Доподлинно помню тот день и час, когда осветила мою смутную душу изумительно ясная и простая догадка – кто же мой ангел-хранитель и почему так часто он спасал меня в трудные часы житейских неурядиц или духовной слепоты.
Однако прежде следует, по моему разумению, хоть несколько рассказать о себе, и не потому, что, может быть кому-то уж очень интересна моя персона, а единственно ради того, чтобы понятнее стало, о чем я собрался откровенничать и чего ради сел за письменный стол, с которым в последние годы поддерживал лишь касательные отношения, то есть изредка влажной тряпкой вытирал пыль.

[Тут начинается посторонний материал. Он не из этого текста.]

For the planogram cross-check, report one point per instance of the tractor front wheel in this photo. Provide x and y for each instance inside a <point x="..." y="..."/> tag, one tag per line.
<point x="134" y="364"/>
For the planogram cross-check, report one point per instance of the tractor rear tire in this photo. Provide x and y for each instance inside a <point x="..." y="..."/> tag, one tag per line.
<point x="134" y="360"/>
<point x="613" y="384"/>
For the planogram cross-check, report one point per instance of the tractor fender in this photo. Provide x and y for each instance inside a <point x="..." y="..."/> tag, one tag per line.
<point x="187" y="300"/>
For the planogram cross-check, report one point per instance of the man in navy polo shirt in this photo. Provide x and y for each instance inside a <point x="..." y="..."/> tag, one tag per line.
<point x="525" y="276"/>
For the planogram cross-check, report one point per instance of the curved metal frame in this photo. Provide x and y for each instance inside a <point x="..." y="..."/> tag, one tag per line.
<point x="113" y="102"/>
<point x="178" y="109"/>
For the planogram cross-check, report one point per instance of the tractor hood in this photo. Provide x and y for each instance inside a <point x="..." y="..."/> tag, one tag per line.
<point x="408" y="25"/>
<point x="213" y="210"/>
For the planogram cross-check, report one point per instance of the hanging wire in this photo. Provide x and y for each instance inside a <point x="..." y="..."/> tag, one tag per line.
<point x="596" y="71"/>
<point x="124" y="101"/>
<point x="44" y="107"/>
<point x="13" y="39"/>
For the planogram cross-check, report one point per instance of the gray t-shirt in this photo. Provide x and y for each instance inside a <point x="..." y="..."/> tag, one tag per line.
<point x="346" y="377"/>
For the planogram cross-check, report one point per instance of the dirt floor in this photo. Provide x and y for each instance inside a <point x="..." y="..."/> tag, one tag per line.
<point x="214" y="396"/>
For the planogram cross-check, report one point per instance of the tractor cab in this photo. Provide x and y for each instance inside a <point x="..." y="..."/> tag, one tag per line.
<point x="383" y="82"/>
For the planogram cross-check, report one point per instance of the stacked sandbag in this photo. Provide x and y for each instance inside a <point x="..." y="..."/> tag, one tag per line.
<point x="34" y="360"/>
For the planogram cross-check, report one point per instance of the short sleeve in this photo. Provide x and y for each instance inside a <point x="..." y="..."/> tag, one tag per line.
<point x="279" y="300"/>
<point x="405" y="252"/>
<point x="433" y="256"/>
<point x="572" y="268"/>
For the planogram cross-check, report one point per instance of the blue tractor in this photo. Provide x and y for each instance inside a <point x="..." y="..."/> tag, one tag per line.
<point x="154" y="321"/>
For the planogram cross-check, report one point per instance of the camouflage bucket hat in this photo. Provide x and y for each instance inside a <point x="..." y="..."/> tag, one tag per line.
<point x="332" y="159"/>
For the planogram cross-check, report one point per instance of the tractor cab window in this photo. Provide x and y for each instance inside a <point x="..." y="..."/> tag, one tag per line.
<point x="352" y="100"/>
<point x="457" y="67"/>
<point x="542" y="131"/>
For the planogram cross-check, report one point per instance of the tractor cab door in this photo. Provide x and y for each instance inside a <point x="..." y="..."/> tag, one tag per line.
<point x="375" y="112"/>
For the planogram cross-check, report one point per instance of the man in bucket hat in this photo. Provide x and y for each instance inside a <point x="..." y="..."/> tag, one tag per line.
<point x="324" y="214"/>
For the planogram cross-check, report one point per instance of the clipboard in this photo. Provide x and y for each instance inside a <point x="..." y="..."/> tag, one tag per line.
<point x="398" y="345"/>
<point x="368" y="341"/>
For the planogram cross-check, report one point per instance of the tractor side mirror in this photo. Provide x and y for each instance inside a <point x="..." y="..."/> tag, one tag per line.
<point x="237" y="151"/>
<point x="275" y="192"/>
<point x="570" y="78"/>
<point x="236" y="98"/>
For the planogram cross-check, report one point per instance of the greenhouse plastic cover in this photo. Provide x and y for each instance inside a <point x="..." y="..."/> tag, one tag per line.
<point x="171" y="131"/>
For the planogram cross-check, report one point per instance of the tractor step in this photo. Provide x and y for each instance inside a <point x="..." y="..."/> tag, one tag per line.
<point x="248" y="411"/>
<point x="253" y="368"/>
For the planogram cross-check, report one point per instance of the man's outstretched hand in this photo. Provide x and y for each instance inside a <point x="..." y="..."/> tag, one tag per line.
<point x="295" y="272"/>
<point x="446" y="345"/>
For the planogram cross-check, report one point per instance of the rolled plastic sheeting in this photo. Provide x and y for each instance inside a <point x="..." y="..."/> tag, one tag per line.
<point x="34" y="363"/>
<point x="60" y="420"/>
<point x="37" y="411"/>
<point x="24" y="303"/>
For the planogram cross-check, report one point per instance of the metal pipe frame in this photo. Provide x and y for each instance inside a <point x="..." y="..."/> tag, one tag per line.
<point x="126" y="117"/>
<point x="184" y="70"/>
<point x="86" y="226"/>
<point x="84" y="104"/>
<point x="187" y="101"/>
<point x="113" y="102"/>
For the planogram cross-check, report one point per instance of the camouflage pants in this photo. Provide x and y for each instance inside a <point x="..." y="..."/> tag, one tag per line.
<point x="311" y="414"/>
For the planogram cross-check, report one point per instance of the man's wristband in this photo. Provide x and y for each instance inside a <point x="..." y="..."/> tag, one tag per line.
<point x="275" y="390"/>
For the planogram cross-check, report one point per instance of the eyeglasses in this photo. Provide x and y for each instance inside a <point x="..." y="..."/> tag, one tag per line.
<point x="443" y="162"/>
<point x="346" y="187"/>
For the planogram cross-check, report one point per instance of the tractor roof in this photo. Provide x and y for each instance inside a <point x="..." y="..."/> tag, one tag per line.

А вообще-то с младых лет, можно сказать, был склонен к сочинительству, немало исчеркал бумаги, но все свои творения хранил в нижнем ящике стола и не по причине скромности или критического к себе отношения, а только в силу огульной обломовской лени и чисто маниловского благодушия – чего суетиться, мол, и бегать по каким-то там редакциям, когда все образуется само собой: придет умный дядя – не может не прийти! – и заберет все написанное, дабы тут же, незамедлительно выпустить отдельной книгой на вящую радость читающей публике. Однако лета плыли, что облака по небу, и уже за пятьдесят перевалило, а умный дядя где-то заплутал и все не приходил. Потом наступило время, когда я отчаялся от ожидания, в стакане водки утопил истаявшую до спичечной худобы надежду и остаточный, одному Богу ведомый срок жизни решил провести растительным образом, то есть как трава, как придорожный куст.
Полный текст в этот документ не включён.